This technical note describes the components of the ICRT architecture including the ICRT Cloud Process Engine, the
ICS Secure Agent Embedded Process Engine, and the technologies and capabilities of this platform.

Technology Overview
The Informatica Cloud Real Time (ICRT) platform is built on Informaticas ActiveVOS business process management
system. The Informatica ActiveVOS technology used by ICRT and Informatica Business Process Manager (IBPM)
makes it possible to use service-oriented standards to integrate data services, business services and processes into
a unified whole. Informatica Cloud Read Time leverages this platform in the Cloud or either embedded with the ICS
secure agent or stand-alone.

Platform Components
Informatica Process Server is the runtime environment that scales to meet the needs of the Cloud and enterprises of
any size. Process Server provides a number of sophisticated features to ensure business continuity. Process servers
can be deployed as a cluster in failover mode to ensure high-availability.

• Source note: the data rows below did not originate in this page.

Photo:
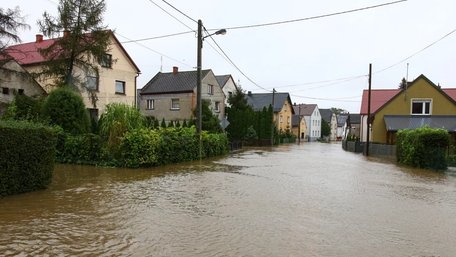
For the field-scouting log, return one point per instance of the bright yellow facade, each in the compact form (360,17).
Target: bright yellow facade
(421,89)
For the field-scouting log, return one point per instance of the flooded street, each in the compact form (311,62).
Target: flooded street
(295,200)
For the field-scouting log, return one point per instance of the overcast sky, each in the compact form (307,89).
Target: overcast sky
(308,58)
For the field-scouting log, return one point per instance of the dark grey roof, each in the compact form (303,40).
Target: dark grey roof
(182,81)
(306,109)
(341,119)
(222,79)
(397,122)
(355,118)
(326,114)
(258,101)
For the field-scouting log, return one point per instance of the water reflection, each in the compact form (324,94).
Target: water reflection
(306,200)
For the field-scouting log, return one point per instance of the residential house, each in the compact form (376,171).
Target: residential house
(172,95)
(299,127)
(228,86)
(341,125)
(328,116)
(312,116)
(420,103)
(116,80)
(14,79)
(283,110)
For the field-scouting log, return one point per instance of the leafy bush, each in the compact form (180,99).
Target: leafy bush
(65,108)
(27,156)
(423,147)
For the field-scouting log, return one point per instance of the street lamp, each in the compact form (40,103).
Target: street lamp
(198,78)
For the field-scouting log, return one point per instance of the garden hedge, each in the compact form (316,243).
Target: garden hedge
(27,156)
(424,148)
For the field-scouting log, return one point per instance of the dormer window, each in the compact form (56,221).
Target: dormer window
(421,106)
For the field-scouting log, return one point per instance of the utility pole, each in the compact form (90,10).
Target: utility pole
(368,109)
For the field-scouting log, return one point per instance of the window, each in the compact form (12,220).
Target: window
(210,89)
(421,107)
(92,83)
(120,87)
(150,104)
(175,105)
(106,61)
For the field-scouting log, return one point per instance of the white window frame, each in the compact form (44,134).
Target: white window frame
(175,104)
(122,84)
(150,104)
(423,101)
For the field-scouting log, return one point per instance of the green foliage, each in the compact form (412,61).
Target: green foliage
(146,147)
(79,149)
(424,147)
(117,120)
(325,129)
(65,108)
(27,156)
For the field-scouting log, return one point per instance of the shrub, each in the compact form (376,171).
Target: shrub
(423,147)
(65,108)
(27,156)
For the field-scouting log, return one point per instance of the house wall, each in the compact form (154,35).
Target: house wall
(162,106)
(13,77)
(121,70)
(401,105)
(282,119)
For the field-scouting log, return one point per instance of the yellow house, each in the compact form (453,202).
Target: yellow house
(281,102)
(420,103)
(116,80)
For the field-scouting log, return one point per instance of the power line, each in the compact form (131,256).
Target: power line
(418,52)
(180,11)
(314,17)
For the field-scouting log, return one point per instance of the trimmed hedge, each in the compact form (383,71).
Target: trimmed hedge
(146,148)
(27,153)
(423,148)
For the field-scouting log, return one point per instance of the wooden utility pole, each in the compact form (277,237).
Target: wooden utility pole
(368,109)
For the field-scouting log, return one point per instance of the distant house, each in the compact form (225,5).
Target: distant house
(116,80)
(172,96)
(283,110)
(328,116)
(312,116)
(421,103)
(14,79)
(341,126)
(228,86)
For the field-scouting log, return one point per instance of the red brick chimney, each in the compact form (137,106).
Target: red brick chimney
(39,38)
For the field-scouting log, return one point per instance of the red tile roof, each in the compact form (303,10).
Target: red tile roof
(380,97)
(28,53)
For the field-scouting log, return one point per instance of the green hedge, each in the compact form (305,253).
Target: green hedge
(146,148)
(423,148)
(27,153)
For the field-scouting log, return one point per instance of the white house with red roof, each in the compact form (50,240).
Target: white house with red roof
(116,80)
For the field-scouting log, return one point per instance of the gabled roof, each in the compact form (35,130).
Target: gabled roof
(326,114)
(379,98)
(261,100)
(29,54)
(222,79)
(170,82)
(306,109)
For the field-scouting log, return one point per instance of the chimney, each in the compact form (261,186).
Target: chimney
(39,38)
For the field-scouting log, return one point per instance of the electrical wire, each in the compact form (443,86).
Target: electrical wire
(313,17)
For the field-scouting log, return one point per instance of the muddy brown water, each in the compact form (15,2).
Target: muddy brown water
(296,200)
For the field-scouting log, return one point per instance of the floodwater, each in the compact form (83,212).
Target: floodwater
(295,200)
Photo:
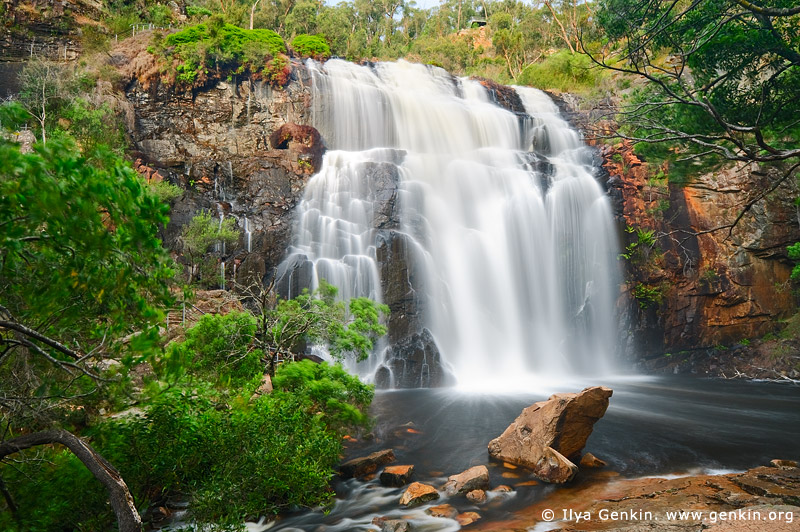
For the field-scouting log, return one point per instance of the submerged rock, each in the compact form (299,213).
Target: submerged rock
(366,465)
(397,476)
(418,493)
(548,435)
(590,461)
(467,518)
(443,510)
(476,496)
(474,478)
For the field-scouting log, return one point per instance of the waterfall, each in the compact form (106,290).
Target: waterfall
(508,232)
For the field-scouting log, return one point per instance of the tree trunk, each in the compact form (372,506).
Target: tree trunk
(253,13)
(564,35)
(128,519)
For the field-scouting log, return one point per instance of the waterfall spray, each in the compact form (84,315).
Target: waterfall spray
(510,232)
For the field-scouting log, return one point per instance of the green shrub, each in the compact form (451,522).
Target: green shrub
(215,49)
(166,192)
(198,11)
(562,71)
(313,46)
(219,349)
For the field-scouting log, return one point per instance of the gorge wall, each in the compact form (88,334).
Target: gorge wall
(701,285)
(700,289)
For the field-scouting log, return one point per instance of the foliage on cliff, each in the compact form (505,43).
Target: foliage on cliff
(311,46)
(215,50)
(720,77)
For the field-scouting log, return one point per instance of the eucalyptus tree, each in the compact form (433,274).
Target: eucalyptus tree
(82,281)
(721,79)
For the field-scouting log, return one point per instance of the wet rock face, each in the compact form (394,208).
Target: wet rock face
(413,362)
(215,144)
(549,435)
(366,465)
(740,502)
(713,287)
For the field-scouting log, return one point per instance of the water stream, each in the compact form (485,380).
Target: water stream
(510,231)
(655,426)
(514,241)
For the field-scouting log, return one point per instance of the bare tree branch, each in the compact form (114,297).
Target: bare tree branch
(119,495)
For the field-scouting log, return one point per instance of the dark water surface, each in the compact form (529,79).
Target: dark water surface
(653,427)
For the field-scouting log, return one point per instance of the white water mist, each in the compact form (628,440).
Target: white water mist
(518,250)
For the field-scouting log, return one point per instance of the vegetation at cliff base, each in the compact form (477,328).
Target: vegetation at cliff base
(85,287)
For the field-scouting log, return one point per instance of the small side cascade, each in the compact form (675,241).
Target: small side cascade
(248,235)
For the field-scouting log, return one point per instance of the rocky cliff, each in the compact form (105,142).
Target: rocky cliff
(692,281)
(244,149)
(215,144)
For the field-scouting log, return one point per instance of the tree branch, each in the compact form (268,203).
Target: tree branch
(769,11)
(119,495)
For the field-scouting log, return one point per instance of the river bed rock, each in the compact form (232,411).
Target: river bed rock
(548,434)
(642,504)
(418,493)
(365,465)
(474,478)
(396,476)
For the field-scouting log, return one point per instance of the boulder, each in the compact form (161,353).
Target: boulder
(590,461)
(418,493)
(397,476)
(393,525)
(783,464)
(476,496)
(467,518)
(474,478)
(548,435)
(365,465)
(443,510)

Informatica Process Server is ideal for service providers such as Informatica Cloud who wish to securely partition
Process Server into discrete groups to reduce management complexity and increase hardware utilization of large
installations. With a multi-tenant architecture, each client organization (or tenant) shares hardware and software
resources, but has their own private and secure access to Informatica Process Server functionality. Informatica
Clouds Real Time service employs these capabilities.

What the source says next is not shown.